Article by George Grump Storage Analyst
Traditional storage systems ( SAN, NAS, DASD) leverage traditional RAID architectures to
maintain data availability which, unfortunately, are not particularly well
suited for PB-scale environments. This is especially true when configured with
the highest capacity hard drives possible to keep cost per-GB low. And even
with these high capacity drives, there is still the requirement to support
hundreds (or thousands) of spindles.
Unfortunately, hundreds of high capacity hard drives creates
the ‘perfect storm’ for RAID. With this many drives the cloud storage provider
has to work under the assumption that there will always be a hard drive failure
(the laws of probability). When there is a failure to a hard disk in a RAID
group, the RAID controller logic must rebuild the entire disk, sector by
sector, even if the drive is mostly empty. The larger the drive gets, the more
time it takes to perform this rebuild; with disk capacities of up to 4TBs this
can stretch into days.
Long rebuild times plus the likelihood of constant rebuild
efforts creates additional challenges for these large scale data centers.
First, the longer the rebuild the longer the period of time that the
applications or users connected to that array have to endure the degraded
performance caused by I/O intensive rebuild traffic. Second, and more
importantly, the longer the rebuild time the longer the data center is
vulnerable to complete data loss caused by a second or third drive failure
(depending on whether RAID 5 or RAID 6 is deployed).
These factors encourage storage designers to create highly
redundant RAID systems with powerful controllers. The problem is that doing so
leads to reduced hard drive efficiency, increased costs and poor space
utilization. Despite these extra steps the systems are still not completely
trusted and storage managers will often augment them with disk backup systems,
replication and tape. In the highly competitive cloud or service provider
market the combination of all of these problems has driven storage managers to
find new alternatives.
The Object Storage Solution
The first attraction of object storage is its ability to
deal with millions upon millions of objects or files. Object based storage
allows providers to overcome a key weakness of traditional file systems which
can have file count restrictions due to their limitations with handling
metadata. These metadata problems often force large infrastructures to add
storage systems prior to using all the capacity available with current systems.
Object storage solves this problem with its ability to support a nearly
unlimited number of objects.
When it comes to data protection, object storage systems
also have the advantage of being granular to the object or file level. This
means that a user can control the number of copies of data that are made on a
per-object (or group of objects) basis. This is typically done via a
replication policy that simply copies objects to other storage nodes in the
environment.
With a dispersed storage system, if a disk fails, the system
uses another copy of the object stored on a separate node/disk. It then
replicates this data to another device in the system to bring the object to
full reliability. Performance is also improved because dispersed storage
requires no complex XOR function, like RAID has, in order to identify lost
files.
The Object Storage Challenge
While a replication based strategy enables simple protection
with rapid recovery it does present several challenges to the storage designer.

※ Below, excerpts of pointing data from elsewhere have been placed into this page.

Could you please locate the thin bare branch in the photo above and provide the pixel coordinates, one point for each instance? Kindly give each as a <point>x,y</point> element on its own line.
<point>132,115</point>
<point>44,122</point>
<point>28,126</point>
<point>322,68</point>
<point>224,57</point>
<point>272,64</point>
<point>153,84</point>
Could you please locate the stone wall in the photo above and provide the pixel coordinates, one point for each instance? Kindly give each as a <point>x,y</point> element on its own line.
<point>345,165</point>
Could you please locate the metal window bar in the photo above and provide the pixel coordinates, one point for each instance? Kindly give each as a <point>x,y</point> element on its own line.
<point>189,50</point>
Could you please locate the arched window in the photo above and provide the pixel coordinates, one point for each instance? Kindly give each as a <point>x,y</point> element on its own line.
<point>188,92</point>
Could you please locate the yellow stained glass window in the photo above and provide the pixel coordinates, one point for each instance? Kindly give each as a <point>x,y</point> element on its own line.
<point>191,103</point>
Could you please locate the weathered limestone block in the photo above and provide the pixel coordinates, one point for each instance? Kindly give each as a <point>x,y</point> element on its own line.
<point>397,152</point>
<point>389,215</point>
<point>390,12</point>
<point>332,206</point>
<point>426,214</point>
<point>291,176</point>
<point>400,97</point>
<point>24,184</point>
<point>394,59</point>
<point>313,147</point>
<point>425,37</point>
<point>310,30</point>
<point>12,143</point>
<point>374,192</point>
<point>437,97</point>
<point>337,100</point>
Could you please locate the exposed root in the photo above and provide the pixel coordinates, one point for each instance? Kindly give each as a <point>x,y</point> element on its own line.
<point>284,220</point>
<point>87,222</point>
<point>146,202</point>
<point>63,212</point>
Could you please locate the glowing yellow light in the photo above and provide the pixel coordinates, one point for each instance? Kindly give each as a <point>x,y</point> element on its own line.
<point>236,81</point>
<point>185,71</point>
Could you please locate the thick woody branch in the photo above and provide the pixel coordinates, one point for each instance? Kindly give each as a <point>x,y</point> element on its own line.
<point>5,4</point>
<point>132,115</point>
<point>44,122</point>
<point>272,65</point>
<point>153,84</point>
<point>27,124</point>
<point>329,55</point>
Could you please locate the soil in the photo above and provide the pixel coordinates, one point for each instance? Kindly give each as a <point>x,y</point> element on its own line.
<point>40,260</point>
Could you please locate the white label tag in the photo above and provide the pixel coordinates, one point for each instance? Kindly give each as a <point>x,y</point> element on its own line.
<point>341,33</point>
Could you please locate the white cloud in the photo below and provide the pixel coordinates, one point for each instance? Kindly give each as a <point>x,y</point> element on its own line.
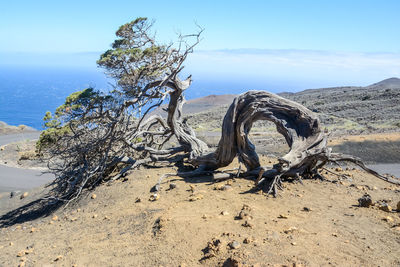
<point>316,68</point>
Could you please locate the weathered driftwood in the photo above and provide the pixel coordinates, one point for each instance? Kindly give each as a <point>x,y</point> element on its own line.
<point>300,127</point>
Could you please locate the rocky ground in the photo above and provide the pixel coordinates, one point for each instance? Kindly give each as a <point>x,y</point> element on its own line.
<point>9,129</point>
<point>199,222</point>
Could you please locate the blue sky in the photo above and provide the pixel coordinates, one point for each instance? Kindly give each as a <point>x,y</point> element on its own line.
<point>316,43</point>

First, this type of “1: X” protection scheme, with X being the desired number
of redundant copies, is very capacity inefficient. Assuming that a data center
would like to keep three copies so it can still access data even if two nodes
have failed, their storage capacity requirements would triple. Further levels
of protection only exacerbate the problem.
The second challenge is performance. Since each object copy
is uniquely contained on a storage node, performance is limited to the
capabilities of that node. In other words per-object performance will not scale
as more nodes are added to the environment.
The Dispersed Storage Solution
To solve these problems companies like Cleversafe have
leveraged data erasure coding and dispersal algorithms that parse data into
multiple segments and then distribute these segments across multiple nodes in
the storage cluster. In the case of Cleversafe these nodes can be
self-contained, all in one building or data center, or can be geographically
distributed.
At a high level erasure coding is similar to RAID except
that the parity calculations are applied at the file (or object) level instead
of at the disk level. When a rebuild is necessary, the segments that compose a
file can be reproduced much more easily than having to rebuild an entire disk
drive.
This level of protection can be dialed up or down by
increasing the delta between the number of segments generated and the minimum
number of segments required to reconstruct the data, which can be based on
attribute policies such as age, data type, popularity, etc. The result is a
level of protection or an effective redundancy much higher than even the
two-drive-failure protection provided by RAID 6, with far less capacity
overhead.
Also, multiple storage nodes can deliver their data segments
in parallel, which helps with read performance. And, the system has the
intelligence to provide data from the closest or fastest set of nodes.
The Dispersed Storage Advantage
Another significant advantage with dispersed storage is that
the storage manager is now managing just one copy of data that is fully
protected. The algorithm automatically makes sure that enough segments are
dispersed both locally and remotely to provide the level of protection it’s
configured for.
Compare this to legacy storage where data has to be stored
with especially inefficient RAID algorithms, like RAID 10, copied to a
secondary local disk backup system, then replicated via a separate process to a
remote facility and finally copied to tape for the "restore of last
resort" copy.
Dispersed storage simplifies management and data protection
all while reducing cost, space, power and cooling requirements. In the
cost-competitive provider market, this is exactly what’s required to meet
demands, while enabling providers to continue on-boarding new customers without
escalating costs.